PCAOB Fights Back Against Foreign Legal Restrictions

The Public Company Accounting Oversight Board is taking a new approach to getting its inspectors in the door of auditing firms outside the U.S. that claim they can’t be inspected because of legal restrictions from foreign officials.

The PCAOB issued a release on Thursday to provide notice of the new approach to registration applications from firms in non-U.S. jurisdictions. In some cases, PCAOB-registered firms outside the U.S. have claimed legal restrictions or pointed to the objections of local authorities in denying the PCAOB access to information that the PCAOB considers necessary for its inspections.

Effective for all pending and future applications from accounting firms in such jurisdictions, the PCAOB will ask firms that apply for registration to state their understanding of whether a PCAOB inspection of the firm would currently be allowed by local law or local authorities. The applicant may choose to keep its application pending until it can respond, with confirmation from the appropriate authority in the jurisdiction, that a PCAOB inspection is permitted. 

If the applicant, in order to obtain earlier action on its application, responds that PCAOB inspections would not currently be allowed, the board will issue a Notice of Hearing to consider whether, in light of the obstacle to inspections, approval of the application would be consistent with the board's responsibility under the Sarbanes-Oxley Act of 2002.

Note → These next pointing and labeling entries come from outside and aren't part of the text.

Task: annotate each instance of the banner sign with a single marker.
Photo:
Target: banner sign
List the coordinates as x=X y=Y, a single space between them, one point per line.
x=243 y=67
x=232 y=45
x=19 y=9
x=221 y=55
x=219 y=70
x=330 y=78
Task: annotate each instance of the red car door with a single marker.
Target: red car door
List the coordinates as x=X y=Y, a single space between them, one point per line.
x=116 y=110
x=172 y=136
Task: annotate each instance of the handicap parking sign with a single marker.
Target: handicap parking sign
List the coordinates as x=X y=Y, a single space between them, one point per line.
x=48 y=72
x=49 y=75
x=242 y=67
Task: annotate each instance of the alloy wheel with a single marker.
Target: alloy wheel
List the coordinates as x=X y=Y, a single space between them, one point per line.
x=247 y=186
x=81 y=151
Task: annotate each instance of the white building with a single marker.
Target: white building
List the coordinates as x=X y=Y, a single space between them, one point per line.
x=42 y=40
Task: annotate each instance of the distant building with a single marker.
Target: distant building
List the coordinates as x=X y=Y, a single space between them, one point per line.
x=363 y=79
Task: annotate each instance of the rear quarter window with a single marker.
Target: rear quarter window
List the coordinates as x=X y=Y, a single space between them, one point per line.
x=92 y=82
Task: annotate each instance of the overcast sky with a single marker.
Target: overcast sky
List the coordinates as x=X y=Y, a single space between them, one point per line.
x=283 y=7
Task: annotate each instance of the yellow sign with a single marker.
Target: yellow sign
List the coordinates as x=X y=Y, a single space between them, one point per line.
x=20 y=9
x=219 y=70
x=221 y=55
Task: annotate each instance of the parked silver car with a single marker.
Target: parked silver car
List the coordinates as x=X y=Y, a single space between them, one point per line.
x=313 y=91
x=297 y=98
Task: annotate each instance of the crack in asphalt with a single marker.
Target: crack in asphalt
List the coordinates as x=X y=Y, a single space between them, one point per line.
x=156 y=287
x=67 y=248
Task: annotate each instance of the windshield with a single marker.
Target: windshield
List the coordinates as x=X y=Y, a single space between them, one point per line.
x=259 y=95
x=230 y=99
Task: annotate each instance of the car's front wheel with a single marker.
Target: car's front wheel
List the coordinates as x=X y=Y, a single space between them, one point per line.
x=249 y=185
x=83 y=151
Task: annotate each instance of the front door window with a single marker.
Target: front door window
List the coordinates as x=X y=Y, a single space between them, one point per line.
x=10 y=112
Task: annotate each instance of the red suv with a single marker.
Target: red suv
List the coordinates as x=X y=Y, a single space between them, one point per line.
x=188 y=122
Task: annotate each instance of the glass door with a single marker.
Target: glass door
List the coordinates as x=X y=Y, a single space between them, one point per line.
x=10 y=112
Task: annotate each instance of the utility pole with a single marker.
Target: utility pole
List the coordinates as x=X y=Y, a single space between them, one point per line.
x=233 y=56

"Since 2004, the board has approved registration applications of non-U.S. firms with the expectation that any potential obstacles to inspections would be resolved through cooperative efforts with foreign regulators," said PCAOB acting chairman Daniel L. Goelzer in a statement.  "Although we are still pursuing those efforts, the continuing obstacles to inspections in some jurisdictions have forced us to re-evaluate that approach to registration."

The PCAOB and regulatory authorities in several non-U.S. jurisdictions have worked together to overcome potential obstacles to PCAOB inspections, the PCAOB noted. Since 2005, the PCAOB has inspected registered firms in 34 non-U.S. jurisdictions, including in seven jurisdictions where PCAOB inspections have been conducted in coordination with inspections by the local authority. However, the PCAOB has also been thwarted from inspecting firms in many countries, including firms that are affiliates of some of the largest U.S.-based auditing firms (see PCAOB Blocked from Foreign Inspections).